Ambassador Haim Koren: Yes, his maneuvering relied on not explaining too much, not to ruin the peace process, because after America gave the umbrella to the peace process and America signed the Camp David Accords, Mubarak could not break it because then the annual foreign aid to Egypt would be cut, he understood that. But he didn’t do any much more than that in order to develop a relationship. When Sisi came to power, it was a different story. He understood the national security of Egypt differently and he went for a better relationship with us for the interests of Egypt. Now because of the behavior of the Muslim Brotherhood against the civilians of Egypt, many people in Egypt support Sisi because they think he is right. After the Muslim Brotherhood ruled a year in Egypt, people didn’t want to hear about them anymore. The change of the regime in Libya and what’s going on in Syria, Tunisia, Yemen and so on brought the understanding to the leaders of the region that in order to preserve their rule it is better to cooperate with other countries for two reasons. One, is preserving stability through a good economy and the other is preserving the security. Therefore, they decided to fight against terrorism the way they define it.
Tom Olohan: Which would include cooperating with Israel in Sinai against the terrorists, even if this was previously unthinkable.

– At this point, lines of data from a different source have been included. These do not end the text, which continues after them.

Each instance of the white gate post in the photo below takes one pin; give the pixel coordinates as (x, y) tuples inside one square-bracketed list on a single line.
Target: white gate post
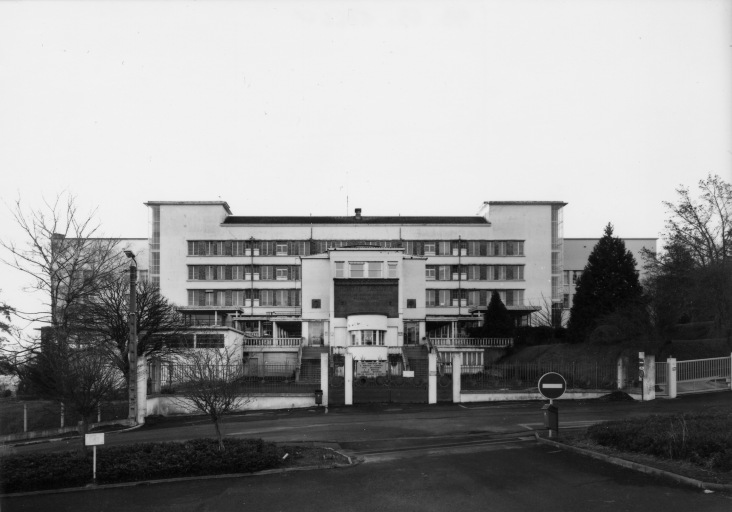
[(324, 378), (457, 367), (432, 379), (141, 389), (348, 381), (649, 379), (622, 372), (671, 377)]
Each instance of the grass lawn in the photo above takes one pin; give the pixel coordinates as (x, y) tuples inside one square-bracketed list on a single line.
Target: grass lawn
[(156, 461)]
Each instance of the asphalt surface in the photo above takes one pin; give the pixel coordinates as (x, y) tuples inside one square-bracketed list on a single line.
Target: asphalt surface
[(474, 456)]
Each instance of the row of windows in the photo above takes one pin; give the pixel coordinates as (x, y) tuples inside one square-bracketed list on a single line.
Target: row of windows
[(197, 341), (370, 269), (243, 272), (446, 298), (254, 297), (474, 272), (307, 247)]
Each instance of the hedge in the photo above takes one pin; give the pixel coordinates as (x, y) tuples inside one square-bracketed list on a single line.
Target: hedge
[(705, 440)]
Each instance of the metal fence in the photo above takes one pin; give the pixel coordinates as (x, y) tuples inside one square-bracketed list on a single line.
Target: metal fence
[(703, 374), (247, 378), (27, 415), (525, 376)]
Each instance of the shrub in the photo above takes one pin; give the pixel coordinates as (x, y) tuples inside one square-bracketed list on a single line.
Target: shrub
[(148, 461), (705, 440)]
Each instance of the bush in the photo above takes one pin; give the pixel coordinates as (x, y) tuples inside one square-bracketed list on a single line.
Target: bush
[(705, 440), (148, 461)]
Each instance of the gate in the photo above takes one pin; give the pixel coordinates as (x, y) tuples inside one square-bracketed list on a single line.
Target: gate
[(390, 386)]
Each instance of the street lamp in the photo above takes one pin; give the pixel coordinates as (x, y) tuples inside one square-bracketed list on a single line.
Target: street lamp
[(132, 344)]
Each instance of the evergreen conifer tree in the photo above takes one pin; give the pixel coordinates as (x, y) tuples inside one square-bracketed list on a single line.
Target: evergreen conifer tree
[(609, 283), (498, 322)]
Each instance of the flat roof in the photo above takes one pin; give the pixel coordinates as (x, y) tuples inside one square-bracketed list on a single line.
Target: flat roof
[(353, 220), (194, 203), (526, 203)]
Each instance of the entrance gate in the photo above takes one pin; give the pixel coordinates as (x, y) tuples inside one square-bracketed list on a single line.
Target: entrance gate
[(382, 382)]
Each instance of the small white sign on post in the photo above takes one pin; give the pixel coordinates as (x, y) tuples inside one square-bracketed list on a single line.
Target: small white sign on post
[(94, 440)]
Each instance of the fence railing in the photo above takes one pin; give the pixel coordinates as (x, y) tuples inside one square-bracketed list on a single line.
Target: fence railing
[(246, 378), (272, 342), (703, 374), (525, 376), (472, 342)]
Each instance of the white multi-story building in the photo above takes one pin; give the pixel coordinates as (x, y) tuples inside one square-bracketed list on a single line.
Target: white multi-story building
[(363, 284)]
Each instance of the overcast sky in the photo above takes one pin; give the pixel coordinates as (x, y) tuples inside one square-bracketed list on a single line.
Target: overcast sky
[(396, 107)]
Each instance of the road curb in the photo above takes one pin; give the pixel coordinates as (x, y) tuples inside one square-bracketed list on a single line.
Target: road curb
[(699, 484), (351, 462)]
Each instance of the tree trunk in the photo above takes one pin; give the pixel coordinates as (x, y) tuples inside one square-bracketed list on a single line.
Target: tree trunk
[(83, 428), (218, 434)]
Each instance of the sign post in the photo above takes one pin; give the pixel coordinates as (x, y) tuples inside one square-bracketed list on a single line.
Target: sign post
[(552, 385), (94, 440)]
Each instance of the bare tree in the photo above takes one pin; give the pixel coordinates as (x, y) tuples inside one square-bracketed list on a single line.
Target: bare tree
[(698, 254), (65, 260), (80, 377), (159, 324), (211, 384)]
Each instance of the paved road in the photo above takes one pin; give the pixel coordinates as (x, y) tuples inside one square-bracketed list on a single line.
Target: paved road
[(477, 457)]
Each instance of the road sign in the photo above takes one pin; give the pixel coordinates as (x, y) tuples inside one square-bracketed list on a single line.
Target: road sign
[(552, 385)]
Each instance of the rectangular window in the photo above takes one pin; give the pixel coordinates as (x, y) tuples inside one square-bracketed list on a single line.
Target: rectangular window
[(474, 272), (392, 265), (209, 341), (340, 269), (473, 298), (266, 272), (374, 269), (357, 269), (282, 298), (266, 248), (266, 297)]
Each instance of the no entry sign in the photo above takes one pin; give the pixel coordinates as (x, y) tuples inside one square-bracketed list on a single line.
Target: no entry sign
[(552, 385)]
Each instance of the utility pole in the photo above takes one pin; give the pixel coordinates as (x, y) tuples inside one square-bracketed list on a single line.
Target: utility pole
[(132, 344)]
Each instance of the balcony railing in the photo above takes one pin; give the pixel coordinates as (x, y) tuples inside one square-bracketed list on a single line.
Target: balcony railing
[(271, 342), (472, 342)]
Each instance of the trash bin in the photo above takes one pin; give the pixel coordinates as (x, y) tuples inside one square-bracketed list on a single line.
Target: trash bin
[(551, 418)]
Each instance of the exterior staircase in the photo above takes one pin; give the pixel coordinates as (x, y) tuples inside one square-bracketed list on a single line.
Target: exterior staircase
[(310, 362)]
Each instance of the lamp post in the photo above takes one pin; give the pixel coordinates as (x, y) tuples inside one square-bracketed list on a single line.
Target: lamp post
[(132, 344)]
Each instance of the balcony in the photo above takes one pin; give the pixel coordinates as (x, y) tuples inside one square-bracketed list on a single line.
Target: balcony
[(272, 342), (472, 342)]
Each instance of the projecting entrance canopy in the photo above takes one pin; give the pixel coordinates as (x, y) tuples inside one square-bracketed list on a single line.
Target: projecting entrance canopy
[(366, 322)]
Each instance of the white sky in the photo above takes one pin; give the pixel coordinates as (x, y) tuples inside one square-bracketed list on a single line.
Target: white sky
[(405, 107)]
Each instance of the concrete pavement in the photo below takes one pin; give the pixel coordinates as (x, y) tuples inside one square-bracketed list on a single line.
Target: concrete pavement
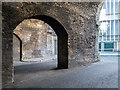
[(103, 74)]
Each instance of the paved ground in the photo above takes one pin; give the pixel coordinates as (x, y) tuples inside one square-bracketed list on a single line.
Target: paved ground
[(103, 74)]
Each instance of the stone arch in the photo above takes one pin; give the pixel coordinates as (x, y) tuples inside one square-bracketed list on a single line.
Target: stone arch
[(62, 39), (20, 45)]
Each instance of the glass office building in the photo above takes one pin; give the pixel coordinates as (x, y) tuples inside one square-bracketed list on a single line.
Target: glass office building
[(109, 29)]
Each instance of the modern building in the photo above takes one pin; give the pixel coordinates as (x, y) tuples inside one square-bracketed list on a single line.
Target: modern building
[(109, 34)]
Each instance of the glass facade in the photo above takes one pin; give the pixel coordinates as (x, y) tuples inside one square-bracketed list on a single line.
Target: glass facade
[(109, 33)]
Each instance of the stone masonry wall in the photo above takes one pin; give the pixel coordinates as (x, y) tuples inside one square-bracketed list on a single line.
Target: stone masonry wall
[(34, 36), (78, 18)]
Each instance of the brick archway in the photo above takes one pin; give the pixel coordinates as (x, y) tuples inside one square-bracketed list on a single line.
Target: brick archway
[(20, 45), (62, 39)]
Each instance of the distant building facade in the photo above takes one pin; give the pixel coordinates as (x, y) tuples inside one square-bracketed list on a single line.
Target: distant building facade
[(109, 34)]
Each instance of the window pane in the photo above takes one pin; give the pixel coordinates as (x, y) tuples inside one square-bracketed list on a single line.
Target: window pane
[(112, 7), (112, 27), (116, 6), (108, 7), (116, 27), (108, 28)]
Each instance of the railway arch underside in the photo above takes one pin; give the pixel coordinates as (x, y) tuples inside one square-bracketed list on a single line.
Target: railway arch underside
[(74, 24)]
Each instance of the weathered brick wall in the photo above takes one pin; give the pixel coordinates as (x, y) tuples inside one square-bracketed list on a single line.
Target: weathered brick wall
[(79, 20), (34, 38)]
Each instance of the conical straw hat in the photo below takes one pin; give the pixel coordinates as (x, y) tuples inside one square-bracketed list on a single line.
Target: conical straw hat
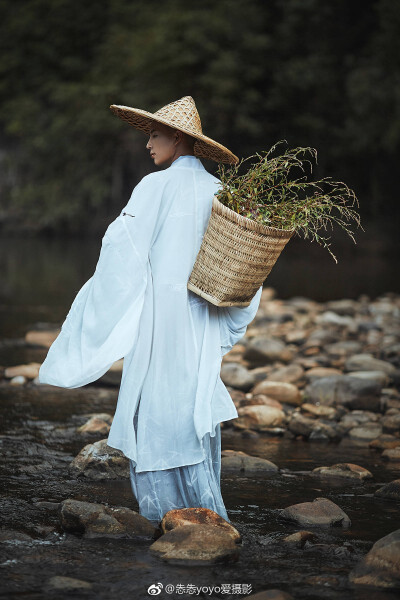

Ambassador Haim Koren: Yes the important cooperation with Israel in Sinai, as well as cooperation with Jordan, Saudi Arabia, the Emirates. These Sunni Arab coalitions include us because there’s another big threat ahead which is Iran. Iran is an enemy of Saudi Arabia, an enemy of the Emirates, an enemy of Egypt, so for them, it was easy and comfortable that we will be vocal at the time before the agreement in actually representing them, because the Saudis when they spoke to the administration here were much harsher than us in their rejection of the deal.
Tom Olohan: You are referring to the Iran Deal?
Ambassador Haim Koren: Of the Iran Deal, so we have the common interests that overcomes the hostility from the past and might bring some welfare to the people too and that’s the difference from the ideological era of Abdel Nasser at the time, destroys Israel, destroy Israel. And maybe they can bring more benefit to their own people by cooperation. And that is a big deal, its brings us to be optimistic.
Tom Olohan: I see. There is a lot of hope there.
Ambassador Haim Koren: True
Tom Olohan: The education aspect you referred to in your speech should help this process.
Ambassador Haim Koren: Although It will take time.
Tom Olohan: Certainly
Ambassador Haim Koren: Its better that we won’t cheat ourselves that tomorrow, you know, a wolf will leave the land and no problem. It’s a matter of time and we are patient. We are patient. As I told you, I was a soldier in the ’73 war and I happened to become the ambassador to an Arab State. Do you know what it means to me personally? It means a great deal. In a very intimate way, to be in connection with Arab leaders, that’s something fantastic on a personal level.
Tom Olohan: I couldn’t imagine it if I had been in your situation. It seems, and I know that Israel is militarily powerful, but due to the size of the country and the many powerful nations on its borders, it seems that Israel is always in fear of a large surprise attack.
Ambassador Haim Koren: They do.
Tom Olohan: And Egypt is the largest power they face, so…
Ambassador Haim Koren: We always need to remember that we, from our point of view, that we prefer to put our resources on science, technology, education, rather than war, cause it’s a waste of energy and money, but on the other hand, if we, for a moment, will forget what might happen, just look, sixty kilometers from us is Damascus and we need to preserve our, our power, in order to enable us to be advanced in science, technology, education. That’s how the priorities, not the opposite. And once they will join us, at least in understanding that, that will mean a great deal. Then really, the Middle East can be much better, but that will take time.
Tom Olohan: Certainly, thank you taking the time to speak with me.